Module Net.Url

Sloppy URL processing.

URL standards are in a sorry state. This module takes a sloppy approach to URL processing. It only breaks URLs into their components and classifies them.

Warning. None of the functions here perform percent encoding or decoding. Use Percent when deemed appropriate.

URLs

module Authority : sig ... end

Sloppy authority processing.

type scheme = string

The type for schemes, without the ':' separator.

type path = string

The type for paths.

type query = string

The type for queries, without the '?' separator.

type fragment = string

The type for fragments, without the '#' seperator.

type t = string

The type for URLs.

val scheme : t -> scheme option

scheme u is the scheme of u, if any.

val authority : t -> Authority.t option

authority u is the authority of u, if any.

val path : t -> path option

path u is the path of u, if any.

val query : t -> query option

query u is the query of u, if any.

val fragment : t -> fragment option

fragment u is the fragment of u, if any.

Derived components

val target : t -> string option

target u is the contenation of path, query and fragment, that is everything that comes after the scheme and authority in an URL.

Kinds

type relative_kind =
  1. | Scheme
  2. | Absolute_path
  3. | Relative_path
  4. | Empty

The type for kinds of relative references. Represents this alternation.

type kind =
  1. | Absolute
  2. | Relative of relative_kind

The type for kinds of URLs. Represents this this alternation.

val kind : t -> kind

kind u determines the kind of u. It decides that u is absolute if u starts with a scheme and :.

Operations

val of_url : t -> ?scheme:scheme option -> ?authority:Authority.t option -> ?path:path option -> ?query:query option -> ?fragment:fragment option -> unit -> t

of_url u () is a new url whith unspecified components defaulting to those of u. If specified with None the given component is deleted.

val append : t -> t -> t

append root u is u if kind u is Absolute. Otherwise uses root to make it absolute according to its relative_kind. The result is guaranteed to be absolute if root is, the result may be surprising or non-sensical if root isn't (FIXME can't we characterize that more ?).

val to_absolute : scheme:scheme -> root_path:path option -> t -> t

to_absolute ~scheme ~root_path transforms u depending on the value of kind u:

  • If Absolute then this is u itself.
  • If Relative Scheme then u is given the scheme scheme.
  • If Relative Absolute_path then u is given the scheme scheme.
  • If Relative Relative_path then u is given the scheme scheme and the path of u is prepended by root_path (if any).
  • If Relative Empty then u is given the scheme scheme and the path is root_path (if any).

Percent encoding

val is_likely_percent_decoded : t -> bool

is_likely_percent_decoded u tries to guess if u is percent decoded. It returns

  • true if there is a byte in u such that Char.Ascii.is_graphic is false.
  • false otherwise. In this case u is likely encoded or needs no encoding.

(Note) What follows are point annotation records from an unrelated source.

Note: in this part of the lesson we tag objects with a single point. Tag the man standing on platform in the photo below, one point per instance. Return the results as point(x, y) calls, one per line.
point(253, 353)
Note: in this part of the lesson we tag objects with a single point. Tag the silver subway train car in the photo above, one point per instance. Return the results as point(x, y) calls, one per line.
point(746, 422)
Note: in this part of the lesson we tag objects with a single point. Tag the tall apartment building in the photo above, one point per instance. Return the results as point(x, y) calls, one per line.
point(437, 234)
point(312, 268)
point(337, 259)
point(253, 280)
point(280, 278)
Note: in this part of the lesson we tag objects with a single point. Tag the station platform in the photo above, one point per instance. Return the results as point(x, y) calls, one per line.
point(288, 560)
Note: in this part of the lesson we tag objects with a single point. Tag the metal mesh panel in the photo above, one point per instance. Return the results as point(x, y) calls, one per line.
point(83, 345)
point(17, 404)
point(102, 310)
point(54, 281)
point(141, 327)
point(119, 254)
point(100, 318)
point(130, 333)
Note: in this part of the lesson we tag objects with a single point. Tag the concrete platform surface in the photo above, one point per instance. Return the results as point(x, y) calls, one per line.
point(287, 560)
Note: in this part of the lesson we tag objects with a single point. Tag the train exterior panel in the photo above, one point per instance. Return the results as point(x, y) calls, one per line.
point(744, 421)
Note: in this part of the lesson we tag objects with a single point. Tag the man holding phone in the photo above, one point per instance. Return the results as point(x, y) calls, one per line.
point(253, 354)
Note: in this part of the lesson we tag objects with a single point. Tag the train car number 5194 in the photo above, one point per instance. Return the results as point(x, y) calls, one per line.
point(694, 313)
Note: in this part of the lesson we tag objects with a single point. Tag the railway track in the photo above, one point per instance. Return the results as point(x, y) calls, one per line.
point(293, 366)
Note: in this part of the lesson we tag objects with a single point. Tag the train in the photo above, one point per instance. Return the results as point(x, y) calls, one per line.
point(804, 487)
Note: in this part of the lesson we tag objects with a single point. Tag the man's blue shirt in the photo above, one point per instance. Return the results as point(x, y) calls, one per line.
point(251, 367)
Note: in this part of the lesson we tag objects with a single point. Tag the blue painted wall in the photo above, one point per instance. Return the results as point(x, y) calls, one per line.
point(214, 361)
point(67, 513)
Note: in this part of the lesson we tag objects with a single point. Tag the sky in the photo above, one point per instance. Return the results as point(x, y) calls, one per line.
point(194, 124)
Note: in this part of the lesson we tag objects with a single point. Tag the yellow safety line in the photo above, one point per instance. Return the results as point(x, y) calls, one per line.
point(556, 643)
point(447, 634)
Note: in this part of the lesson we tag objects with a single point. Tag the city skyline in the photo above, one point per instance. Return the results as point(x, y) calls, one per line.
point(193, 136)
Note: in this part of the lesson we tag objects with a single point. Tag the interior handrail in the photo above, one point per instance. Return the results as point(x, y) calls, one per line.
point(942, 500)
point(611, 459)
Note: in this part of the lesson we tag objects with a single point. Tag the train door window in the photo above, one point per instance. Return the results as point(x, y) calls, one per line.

If u is the result of Percent.encode Uri this always returns false but on foreign data the test mail fail e.g. it wrongly returns false on http://example.org/zoom/100%.

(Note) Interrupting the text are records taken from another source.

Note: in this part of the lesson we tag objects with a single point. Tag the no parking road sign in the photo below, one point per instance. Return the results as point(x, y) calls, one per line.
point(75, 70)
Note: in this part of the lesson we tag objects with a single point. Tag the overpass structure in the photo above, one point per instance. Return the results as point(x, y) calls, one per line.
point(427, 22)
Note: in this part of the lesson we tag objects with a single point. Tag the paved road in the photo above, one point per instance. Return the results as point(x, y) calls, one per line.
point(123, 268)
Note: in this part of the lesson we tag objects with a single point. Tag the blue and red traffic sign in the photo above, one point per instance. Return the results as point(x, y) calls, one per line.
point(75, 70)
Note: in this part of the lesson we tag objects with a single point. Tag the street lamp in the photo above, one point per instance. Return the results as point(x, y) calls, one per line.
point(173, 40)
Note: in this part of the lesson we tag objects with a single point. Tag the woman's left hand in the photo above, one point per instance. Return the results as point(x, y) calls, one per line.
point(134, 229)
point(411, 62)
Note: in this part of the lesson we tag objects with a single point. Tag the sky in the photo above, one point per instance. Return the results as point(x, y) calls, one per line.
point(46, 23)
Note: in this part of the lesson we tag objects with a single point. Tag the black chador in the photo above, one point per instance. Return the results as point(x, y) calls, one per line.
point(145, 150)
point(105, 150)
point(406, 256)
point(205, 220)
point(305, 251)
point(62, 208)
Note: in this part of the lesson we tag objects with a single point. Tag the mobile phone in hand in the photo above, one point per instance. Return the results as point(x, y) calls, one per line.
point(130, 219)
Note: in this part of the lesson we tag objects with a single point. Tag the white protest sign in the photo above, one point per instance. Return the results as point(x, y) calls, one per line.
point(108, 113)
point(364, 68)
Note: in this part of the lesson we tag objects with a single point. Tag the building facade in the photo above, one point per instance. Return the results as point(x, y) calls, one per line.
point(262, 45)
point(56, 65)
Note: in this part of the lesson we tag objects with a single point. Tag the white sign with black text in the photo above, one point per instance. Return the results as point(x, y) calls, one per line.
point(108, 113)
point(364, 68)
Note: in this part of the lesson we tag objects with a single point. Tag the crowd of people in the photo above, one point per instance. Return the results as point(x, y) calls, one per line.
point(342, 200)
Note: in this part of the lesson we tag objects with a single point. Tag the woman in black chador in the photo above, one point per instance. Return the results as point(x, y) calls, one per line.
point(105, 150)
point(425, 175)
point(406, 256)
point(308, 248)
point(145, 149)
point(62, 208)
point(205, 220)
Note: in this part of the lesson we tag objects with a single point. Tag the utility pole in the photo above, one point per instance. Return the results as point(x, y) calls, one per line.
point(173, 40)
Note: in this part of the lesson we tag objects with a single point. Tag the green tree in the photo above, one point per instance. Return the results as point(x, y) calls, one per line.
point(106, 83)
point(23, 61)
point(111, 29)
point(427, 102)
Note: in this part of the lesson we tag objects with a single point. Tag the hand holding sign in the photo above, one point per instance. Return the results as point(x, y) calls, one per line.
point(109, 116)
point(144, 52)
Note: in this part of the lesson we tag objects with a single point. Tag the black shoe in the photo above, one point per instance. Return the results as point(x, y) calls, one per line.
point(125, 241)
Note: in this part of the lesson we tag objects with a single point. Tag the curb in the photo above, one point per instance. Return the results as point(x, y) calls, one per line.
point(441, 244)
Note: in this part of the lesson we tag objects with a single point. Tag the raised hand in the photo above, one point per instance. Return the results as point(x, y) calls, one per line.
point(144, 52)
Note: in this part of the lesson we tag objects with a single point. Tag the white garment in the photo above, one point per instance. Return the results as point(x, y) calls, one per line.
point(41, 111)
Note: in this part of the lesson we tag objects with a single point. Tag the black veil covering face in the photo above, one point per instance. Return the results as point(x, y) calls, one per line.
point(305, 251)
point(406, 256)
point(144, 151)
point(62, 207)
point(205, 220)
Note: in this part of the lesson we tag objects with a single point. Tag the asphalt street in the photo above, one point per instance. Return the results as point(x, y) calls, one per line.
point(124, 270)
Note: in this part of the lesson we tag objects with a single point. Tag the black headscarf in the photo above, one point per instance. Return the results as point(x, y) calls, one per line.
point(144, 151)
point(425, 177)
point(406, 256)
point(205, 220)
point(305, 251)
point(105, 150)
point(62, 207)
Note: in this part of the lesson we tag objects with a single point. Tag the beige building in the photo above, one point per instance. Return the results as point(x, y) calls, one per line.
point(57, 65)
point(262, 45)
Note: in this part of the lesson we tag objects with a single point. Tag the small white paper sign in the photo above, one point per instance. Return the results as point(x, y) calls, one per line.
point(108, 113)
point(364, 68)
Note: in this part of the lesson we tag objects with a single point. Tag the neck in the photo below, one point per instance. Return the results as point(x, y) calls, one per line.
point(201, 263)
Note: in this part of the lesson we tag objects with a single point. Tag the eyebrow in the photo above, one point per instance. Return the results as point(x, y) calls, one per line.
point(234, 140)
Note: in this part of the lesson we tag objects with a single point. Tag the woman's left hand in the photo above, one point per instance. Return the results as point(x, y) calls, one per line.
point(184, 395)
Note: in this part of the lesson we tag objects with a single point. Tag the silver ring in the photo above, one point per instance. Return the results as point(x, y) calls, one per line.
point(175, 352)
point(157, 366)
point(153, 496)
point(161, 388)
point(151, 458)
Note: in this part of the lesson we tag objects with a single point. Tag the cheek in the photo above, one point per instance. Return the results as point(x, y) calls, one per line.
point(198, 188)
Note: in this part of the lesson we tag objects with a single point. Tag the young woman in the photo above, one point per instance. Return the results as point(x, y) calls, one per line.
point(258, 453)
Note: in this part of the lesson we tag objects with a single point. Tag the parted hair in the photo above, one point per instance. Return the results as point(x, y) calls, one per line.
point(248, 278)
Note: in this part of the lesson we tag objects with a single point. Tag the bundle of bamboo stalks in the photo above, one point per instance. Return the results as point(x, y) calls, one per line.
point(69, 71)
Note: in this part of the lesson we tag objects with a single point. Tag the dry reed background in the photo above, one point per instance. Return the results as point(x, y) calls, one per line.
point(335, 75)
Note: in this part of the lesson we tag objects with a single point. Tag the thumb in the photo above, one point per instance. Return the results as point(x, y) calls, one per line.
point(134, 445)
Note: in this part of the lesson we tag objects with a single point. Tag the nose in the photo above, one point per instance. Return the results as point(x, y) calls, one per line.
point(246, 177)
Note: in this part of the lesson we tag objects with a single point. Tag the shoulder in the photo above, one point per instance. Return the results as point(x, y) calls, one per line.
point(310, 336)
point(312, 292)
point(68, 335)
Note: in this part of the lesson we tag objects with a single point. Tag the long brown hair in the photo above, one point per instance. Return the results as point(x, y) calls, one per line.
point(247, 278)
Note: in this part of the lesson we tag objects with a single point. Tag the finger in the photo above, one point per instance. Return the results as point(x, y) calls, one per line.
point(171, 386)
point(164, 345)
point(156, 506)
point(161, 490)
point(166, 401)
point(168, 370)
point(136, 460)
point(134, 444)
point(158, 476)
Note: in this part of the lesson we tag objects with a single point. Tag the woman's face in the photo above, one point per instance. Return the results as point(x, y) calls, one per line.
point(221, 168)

Note. This function can likely be improved.

module Percent : sig ... end

Percent-encoding codecs according to RFC 3986.

Predicates and comparisons

val equal : t -> t -> bool

equal tests URLs for binary equality.

val compare : t -> t -> int

compare is a total order on URLs compatible with equal.

Converting

val to_endpoint : supported_schemes:(scheme * Authority.port) list -> t -> ([> `Host of Authority.host * Authority.port ], string) Stdlib.result

to_endpoint ~supported_scheme url:

  • Ok (`Host (host, port)) iff url has a scheme and it can be found in supported_schemes and url has an authority. The host value is the Authority.host and port the Authority.port or the default port specified in supported_schemes if absent.
  • Error _, if url has no scheme or that it can't be found in supported_schems or if url has no authority. The error message is of the form "URL <url>: …"

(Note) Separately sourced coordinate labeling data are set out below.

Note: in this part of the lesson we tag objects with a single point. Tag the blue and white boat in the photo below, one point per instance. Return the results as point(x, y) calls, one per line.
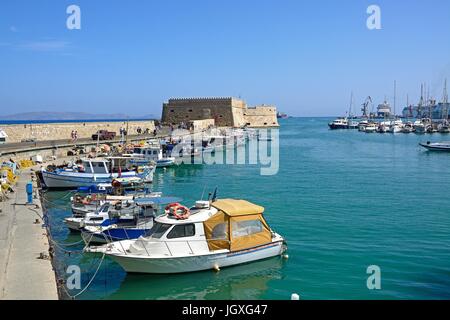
point(92, 171)
point(147, 209)
point(222, 233)
point(152, 152)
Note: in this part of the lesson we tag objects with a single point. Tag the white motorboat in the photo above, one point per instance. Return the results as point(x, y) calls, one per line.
point(90, 172)
point(208, 236)
point(370, 127)
point(145, 211)
point(436, 146)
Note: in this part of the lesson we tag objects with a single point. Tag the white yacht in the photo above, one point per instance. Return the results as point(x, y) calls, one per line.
point(153, 153)
point(210, 235)
point(436, 146)
point(370, 127)
point(422, 126)
point(396, 126)
point(90, 172)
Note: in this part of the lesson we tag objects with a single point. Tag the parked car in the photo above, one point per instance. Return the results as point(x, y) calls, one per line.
point(104, 135)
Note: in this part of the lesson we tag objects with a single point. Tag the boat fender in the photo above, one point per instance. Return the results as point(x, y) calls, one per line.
point(167, 208)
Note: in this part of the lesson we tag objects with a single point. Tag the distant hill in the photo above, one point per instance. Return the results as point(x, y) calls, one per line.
point(45, 115)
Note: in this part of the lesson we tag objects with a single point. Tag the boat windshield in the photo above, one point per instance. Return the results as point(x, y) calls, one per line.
point(158, 230)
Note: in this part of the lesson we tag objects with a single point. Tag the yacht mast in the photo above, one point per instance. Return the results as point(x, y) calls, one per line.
point(351, 104)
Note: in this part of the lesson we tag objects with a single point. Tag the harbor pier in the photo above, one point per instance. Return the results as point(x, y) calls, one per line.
point(26, 270)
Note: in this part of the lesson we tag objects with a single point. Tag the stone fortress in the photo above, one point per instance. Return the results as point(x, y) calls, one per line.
point(223, 112)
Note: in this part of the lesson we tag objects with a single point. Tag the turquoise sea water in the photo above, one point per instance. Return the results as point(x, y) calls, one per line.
point(344, 200)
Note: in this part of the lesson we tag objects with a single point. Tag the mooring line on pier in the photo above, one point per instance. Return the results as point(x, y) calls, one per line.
point(73, 297)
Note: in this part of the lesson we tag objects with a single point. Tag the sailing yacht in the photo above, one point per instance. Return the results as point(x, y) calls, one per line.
point(210, 235)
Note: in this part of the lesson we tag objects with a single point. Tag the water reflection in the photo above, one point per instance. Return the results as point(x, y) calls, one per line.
point(248, 281)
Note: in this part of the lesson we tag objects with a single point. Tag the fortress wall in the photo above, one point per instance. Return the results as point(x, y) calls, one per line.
point(261, 116)
point(227, 112)
point(200, 125)
point(56, 131)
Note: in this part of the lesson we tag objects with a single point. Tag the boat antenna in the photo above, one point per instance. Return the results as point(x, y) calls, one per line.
point(445, 99)
point(351, 104)
point(395, 96)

Raises Invalid_argument if supported_schemes is empty.

Formatting

val pp : Stdlib.Format.formatter -> t -> unit

pp formats an URL. For now this is just Format.pp_print_string.

val pp_kind : Stdlib.Format.formatter -> kind -> unit

pp_kind formats an unspecified representation of kinds.

Scraping

val list_of_text_scrape : ?root:t -> string -> t list

list_of_text_scrape ?root s roughly finds absolute and relative URLs in the ASCII compatible (including UTF-8) textual data s by looking in order:

  1. For the next href or src substring then tries to parses the content of an HTML attribute. This may result in relative or absolute paths.
  2. For the next http substrings in s and then delimits an URL depending on the previous characters and checks that the delimited URL starts with http:// or https://.

Relative URLs are appended to root if provided. Otherwise they are kept as is. The result may have duplicates.